Financial support

 

Financial support

The DMLBS project gratefully acknowledges the following for their generous financial support.

The British Academy was the founder of the DMLBS project and it was the sole or principal financial supporter of the entire project over many decades, until the late 1990s when most of its responsibilities for funding research were taken on by the Arts and Humanities Research Board. The Academy still continues to provide some small financial support to the project as well as its crucial practical and academic contribution to the project as the publisher of the Dictionary and through its committee which directs the project's work.

The Arts and Humanities Research Council and its predecessor the Arts and Humanities Research Board have provided the core funding for DMLBS for many years, in succession to the British Academy. In the last ten years grants totalling more than £2.1m have been awarded to the project, the most recent of which was for almost £0.5m for the period October 2011 to February 2014.

The AHRC is a publicly funded UK NGO which promotes and supports research and postgraduate study in the arts and humanities. The range of research supported by this investment of public funds not only provides social and cultural benefits but also contributes to the economic success of the UK.

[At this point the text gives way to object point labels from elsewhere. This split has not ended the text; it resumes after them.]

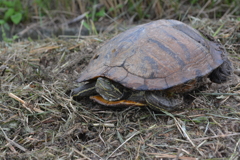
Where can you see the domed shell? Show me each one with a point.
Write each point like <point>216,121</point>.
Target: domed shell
<point>155,56</point>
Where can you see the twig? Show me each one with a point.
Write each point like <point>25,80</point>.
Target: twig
<point>217,136</point>
<point>12,142</point>
<point>136,133</point>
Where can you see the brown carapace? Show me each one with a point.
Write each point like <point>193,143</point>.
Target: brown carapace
<point>158,56</point>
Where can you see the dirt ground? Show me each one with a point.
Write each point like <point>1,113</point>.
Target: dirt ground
<point>39,121</point>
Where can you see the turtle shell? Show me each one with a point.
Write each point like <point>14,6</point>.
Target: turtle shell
<point>155,56</point>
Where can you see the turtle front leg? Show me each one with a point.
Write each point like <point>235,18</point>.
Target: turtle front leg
<point>109,90</point>
<point>163,101</point>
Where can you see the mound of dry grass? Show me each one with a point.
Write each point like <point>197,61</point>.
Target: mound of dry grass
<point>39,121</point>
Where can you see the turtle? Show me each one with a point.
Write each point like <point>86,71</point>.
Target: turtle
<point>154,64</point>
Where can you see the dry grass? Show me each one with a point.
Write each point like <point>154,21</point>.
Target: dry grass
<point>39,121</point>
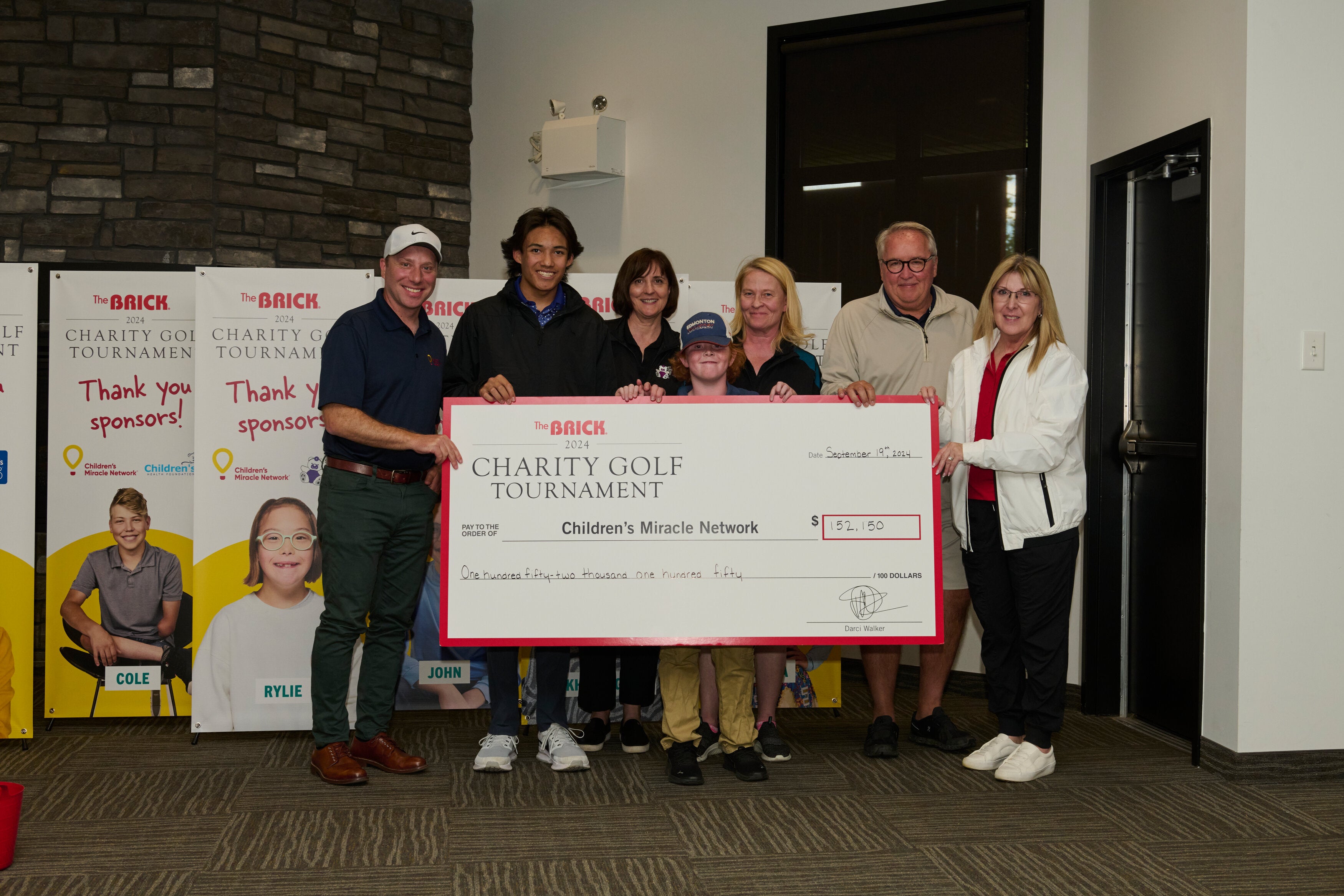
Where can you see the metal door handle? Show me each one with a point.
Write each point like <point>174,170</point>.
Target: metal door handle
<point>1134,445</point>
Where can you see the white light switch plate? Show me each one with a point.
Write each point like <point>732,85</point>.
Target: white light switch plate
<point>1314,350</point>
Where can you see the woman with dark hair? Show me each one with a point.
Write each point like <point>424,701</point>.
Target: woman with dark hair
<point>266,634</point>
<point>643,342</point>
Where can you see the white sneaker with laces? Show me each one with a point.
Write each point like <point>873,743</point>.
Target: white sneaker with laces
<point>558,747</point>
<point>1027,764</point>
<point>991,754</point>
<point>498,754</point>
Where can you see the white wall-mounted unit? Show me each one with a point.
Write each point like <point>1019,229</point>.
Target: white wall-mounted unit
<point>584,148</point>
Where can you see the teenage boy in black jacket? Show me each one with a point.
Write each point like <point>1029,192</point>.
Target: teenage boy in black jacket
<point>537,338</point>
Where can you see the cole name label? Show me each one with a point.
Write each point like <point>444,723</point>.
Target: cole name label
<point>132,677</point>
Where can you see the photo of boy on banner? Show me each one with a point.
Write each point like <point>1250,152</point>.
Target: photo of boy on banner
<point>253,663</point>
<point>139,598</point>
<point>412,691</point>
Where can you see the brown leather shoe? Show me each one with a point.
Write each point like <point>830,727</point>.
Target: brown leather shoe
<point>334,765</point>
<point>384,753</point>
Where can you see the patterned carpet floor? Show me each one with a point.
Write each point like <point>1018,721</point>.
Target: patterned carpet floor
<point>131,808</point>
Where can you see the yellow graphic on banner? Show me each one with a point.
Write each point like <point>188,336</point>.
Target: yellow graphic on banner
<point>229,461</point>
<point>15,647</point>
<point>70,690</point>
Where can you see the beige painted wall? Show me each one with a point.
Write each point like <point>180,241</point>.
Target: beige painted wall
<point>1292,605</point>
<point>1158,66</point>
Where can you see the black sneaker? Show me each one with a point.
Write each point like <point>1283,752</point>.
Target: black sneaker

The Packard Humanities Institute has supported the DMLBS financially since 2003 with grants totalling over £1.6m (to February 2014) to fund additional assistant editors and enable the project to undertake the work needed for the production of an electronic dictionary.

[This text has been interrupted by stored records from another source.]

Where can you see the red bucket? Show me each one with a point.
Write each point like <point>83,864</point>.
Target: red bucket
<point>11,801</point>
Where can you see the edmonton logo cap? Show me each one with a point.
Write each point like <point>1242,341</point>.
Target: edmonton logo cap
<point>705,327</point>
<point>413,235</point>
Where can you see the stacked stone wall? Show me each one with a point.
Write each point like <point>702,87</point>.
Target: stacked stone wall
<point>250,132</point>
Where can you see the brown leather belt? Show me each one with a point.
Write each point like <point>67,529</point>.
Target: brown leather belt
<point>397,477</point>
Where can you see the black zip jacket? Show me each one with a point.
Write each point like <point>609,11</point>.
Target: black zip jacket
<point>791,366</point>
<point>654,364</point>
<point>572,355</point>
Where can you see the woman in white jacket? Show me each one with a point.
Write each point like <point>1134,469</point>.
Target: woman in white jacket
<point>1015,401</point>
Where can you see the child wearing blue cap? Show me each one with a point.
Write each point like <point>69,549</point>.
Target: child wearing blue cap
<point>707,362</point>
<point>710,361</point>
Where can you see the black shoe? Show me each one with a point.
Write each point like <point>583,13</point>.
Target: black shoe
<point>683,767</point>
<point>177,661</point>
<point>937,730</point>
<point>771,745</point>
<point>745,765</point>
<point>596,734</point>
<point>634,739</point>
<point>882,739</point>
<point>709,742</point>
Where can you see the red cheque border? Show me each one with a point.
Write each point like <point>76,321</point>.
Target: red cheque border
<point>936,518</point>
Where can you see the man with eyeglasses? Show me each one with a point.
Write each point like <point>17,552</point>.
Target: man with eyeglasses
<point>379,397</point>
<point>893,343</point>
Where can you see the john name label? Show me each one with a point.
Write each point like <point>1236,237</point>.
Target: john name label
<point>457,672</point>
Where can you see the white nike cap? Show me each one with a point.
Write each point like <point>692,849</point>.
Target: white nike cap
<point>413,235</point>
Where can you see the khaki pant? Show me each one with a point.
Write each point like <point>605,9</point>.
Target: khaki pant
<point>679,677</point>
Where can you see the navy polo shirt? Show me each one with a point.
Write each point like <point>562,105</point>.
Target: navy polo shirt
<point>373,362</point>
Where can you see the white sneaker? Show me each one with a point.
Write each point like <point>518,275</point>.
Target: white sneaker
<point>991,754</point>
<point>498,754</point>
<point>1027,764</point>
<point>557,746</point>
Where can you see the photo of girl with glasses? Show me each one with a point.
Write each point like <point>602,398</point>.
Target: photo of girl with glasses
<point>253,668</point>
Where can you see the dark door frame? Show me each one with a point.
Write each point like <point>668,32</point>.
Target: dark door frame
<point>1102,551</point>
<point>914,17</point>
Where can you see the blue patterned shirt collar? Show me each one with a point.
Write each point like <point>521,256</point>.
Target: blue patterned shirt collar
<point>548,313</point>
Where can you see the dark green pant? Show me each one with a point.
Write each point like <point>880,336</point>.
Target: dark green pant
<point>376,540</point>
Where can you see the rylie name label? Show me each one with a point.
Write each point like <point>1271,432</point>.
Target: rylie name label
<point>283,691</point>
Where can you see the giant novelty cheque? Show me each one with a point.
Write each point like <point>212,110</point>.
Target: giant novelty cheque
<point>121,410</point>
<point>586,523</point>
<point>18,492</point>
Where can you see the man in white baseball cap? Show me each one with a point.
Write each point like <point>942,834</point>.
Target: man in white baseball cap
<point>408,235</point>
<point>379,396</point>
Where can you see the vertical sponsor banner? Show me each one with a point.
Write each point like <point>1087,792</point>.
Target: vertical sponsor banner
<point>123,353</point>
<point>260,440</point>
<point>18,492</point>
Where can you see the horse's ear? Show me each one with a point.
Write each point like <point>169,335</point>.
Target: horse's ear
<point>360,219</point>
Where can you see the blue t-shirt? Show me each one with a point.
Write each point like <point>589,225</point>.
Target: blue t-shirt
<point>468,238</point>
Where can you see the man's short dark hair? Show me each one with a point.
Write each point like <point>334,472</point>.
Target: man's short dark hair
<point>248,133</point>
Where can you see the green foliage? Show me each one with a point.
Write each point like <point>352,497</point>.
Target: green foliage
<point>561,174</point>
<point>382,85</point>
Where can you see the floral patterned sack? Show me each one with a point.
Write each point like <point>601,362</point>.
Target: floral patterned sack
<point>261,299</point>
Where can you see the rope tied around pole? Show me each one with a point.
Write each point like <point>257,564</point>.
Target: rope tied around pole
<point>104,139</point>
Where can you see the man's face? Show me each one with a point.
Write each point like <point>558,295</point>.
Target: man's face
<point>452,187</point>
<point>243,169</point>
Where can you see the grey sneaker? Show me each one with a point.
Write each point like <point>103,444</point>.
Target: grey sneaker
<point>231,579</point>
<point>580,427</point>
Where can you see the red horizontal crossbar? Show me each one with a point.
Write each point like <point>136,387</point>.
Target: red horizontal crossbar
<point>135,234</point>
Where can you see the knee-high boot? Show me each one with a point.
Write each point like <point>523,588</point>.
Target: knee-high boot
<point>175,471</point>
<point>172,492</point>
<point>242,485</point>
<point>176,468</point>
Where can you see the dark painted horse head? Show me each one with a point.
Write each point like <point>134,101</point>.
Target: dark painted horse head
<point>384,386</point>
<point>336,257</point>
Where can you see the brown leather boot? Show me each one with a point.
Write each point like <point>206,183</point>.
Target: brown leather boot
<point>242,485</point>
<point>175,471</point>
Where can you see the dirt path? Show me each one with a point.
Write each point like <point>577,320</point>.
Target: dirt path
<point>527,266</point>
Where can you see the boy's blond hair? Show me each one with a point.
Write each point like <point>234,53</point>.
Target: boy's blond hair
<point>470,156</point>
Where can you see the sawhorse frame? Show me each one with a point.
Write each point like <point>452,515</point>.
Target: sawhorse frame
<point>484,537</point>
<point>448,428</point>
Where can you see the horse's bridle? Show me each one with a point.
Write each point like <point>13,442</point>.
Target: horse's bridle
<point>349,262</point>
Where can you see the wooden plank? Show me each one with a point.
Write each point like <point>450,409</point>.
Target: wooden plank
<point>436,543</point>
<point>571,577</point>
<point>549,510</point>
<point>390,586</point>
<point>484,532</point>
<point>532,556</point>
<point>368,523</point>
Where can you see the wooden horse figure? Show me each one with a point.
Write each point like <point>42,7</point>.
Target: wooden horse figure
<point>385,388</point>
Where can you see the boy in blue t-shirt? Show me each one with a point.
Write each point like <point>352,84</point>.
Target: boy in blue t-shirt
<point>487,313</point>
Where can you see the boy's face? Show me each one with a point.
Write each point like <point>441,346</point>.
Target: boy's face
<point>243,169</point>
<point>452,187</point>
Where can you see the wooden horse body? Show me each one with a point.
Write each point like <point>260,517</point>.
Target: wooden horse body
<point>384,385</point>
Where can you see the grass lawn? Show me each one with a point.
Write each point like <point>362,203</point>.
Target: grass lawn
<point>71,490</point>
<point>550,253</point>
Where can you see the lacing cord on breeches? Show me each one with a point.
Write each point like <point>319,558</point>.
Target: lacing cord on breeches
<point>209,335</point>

The PHI is a not-for-profit foundation established in 1987 with an endowment from the David and Lucile Packard Foundation (from which it is now wholly independent) to create tools for basic research in the humanities and to foster public interest in the history, literature, and music of the past. It is particularly noted for its support of the digital humanities and the development of electronic resources for Latin and Greek.

The John Fell OUP Research Fund has awarded two grants to the project (in 2010 and 2011) that have enabled the project to increase significantly the rate of publication of the drafted material.